Photos above from iPods Around the World at iPod Lounge.

Childhood

When I was little, my dad bought my brother and myself an electric train set. On birthdays and other gift-giving occasions (like Chrismahanakwanzakah), bro would get train cars, and I’d get houses, buildings, landscaping materials, animals, and little people. Dad built a nice big platform in the basement, and we set it all out, and added as new items came in. It sounds really pre-Feminist, but actually, I liked the houses, people, animals, and landscaping–they gave me something to do. And I think bro liked the electronic trains best.

It looked a bit like this (only with a train going round it):

crazy child with small village

The best time we ever had was the night we painted the people.
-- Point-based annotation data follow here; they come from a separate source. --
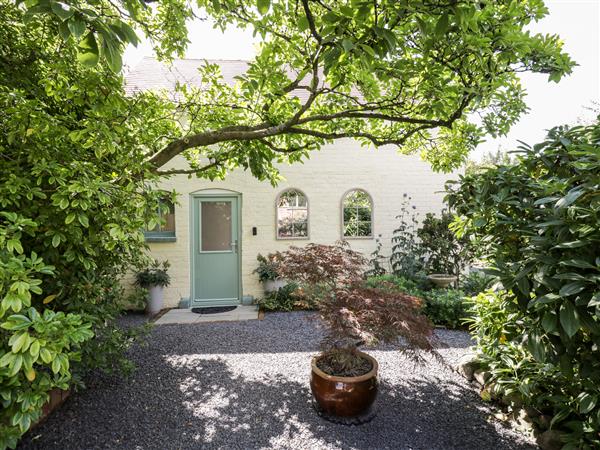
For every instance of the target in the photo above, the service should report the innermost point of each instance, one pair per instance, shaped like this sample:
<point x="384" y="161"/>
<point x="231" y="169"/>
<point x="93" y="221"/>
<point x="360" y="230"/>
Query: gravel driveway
<point x="244" y="385"/>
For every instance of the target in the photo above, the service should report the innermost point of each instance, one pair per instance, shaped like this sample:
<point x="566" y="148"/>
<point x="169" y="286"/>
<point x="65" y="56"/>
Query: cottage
<point x="214" y="234"/>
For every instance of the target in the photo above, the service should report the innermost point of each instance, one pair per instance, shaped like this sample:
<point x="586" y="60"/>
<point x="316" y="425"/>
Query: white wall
<point x="383" y="173"/>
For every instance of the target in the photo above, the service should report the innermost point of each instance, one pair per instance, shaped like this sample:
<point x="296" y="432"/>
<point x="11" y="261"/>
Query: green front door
<point x="215" y="249"/>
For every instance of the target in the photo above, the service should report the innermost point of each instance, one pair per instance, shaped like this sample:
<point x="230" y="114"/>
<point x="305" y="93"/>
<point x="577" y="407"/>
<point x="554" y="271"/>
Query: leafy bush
<point x="283" y="299"/>
<point x="155" y="275"/>
<point x="75" y="193"/>
<point x="407" y="258"/>
<point x="267" y="268"/>
<point x="443" y="252"/>
<point x="447" y="307"/>
<point x="354" y="314"/>
<point x="429" y="247"/>
<point x="539" y="220"/>
<point x="475" y="282"/>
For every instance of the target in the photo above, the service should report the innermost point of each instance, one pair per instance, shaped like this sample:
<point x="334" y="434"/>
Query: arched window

They were little neutral colored people–in different shapes, with different clothes and tools attached to them, and they were maybe 3/4″ tall. And we painted them with increasing recklessness as the evening wore on–two adults with wacky senses of humor and two kids of 7 and 10. Good times. I also thought it was so cool how Arthur, played by Dudley Moore, had a train running around his spoiled drunken rich boy-man home, but then I was seven.

The whole kit and kaboodle has long been dismantled and packed away for future generations.

Spreading the love

Well, if you enjoyed Sorry Everybody, then you’ll love the sequel, Apology Accepted. Now that that’s out of the way, what do we do now? Can we skip the global-equivalent-of-makeup-sex and do something?

We need a website called whatthef***dowedonow.com? (Don’t click, it’s just an idea.)

Not that I don’t like thinking about the global-equivalent-of-makeup-sex.

And now, Podcasting?

Hmmm… podcasts are fun. What is podcasting? See iPodder. I am right now listening to a really bad Air America feed of Morning Sedition (bad audio–tinny and full of echoes–but too soon to see if it is a bad show).

But the individual podcasts–made by Jane and Joe Schmos around the world–that I’ve checked out have been veddy interestink and been of MUCH higher audio quality. For example, the engagiing Dawn and Drew Show, which I checked out after Bicyclemark blogged about it. Come on, Air America. I haven’t listened to them on the clunky normal radio yet, but their RSS audio feeds are crap. What is with that?

And come on, BBC Radio, do you really need me to listen to streaming audio, or try and hijack those streams using Audio Hijack?

Oops. I think I am giving off a lot of rants lately. Sorry for the pent-up hostility. The you-know-whos have stopped barraging me with random comments as per the last few days of hell, so I should chill out now.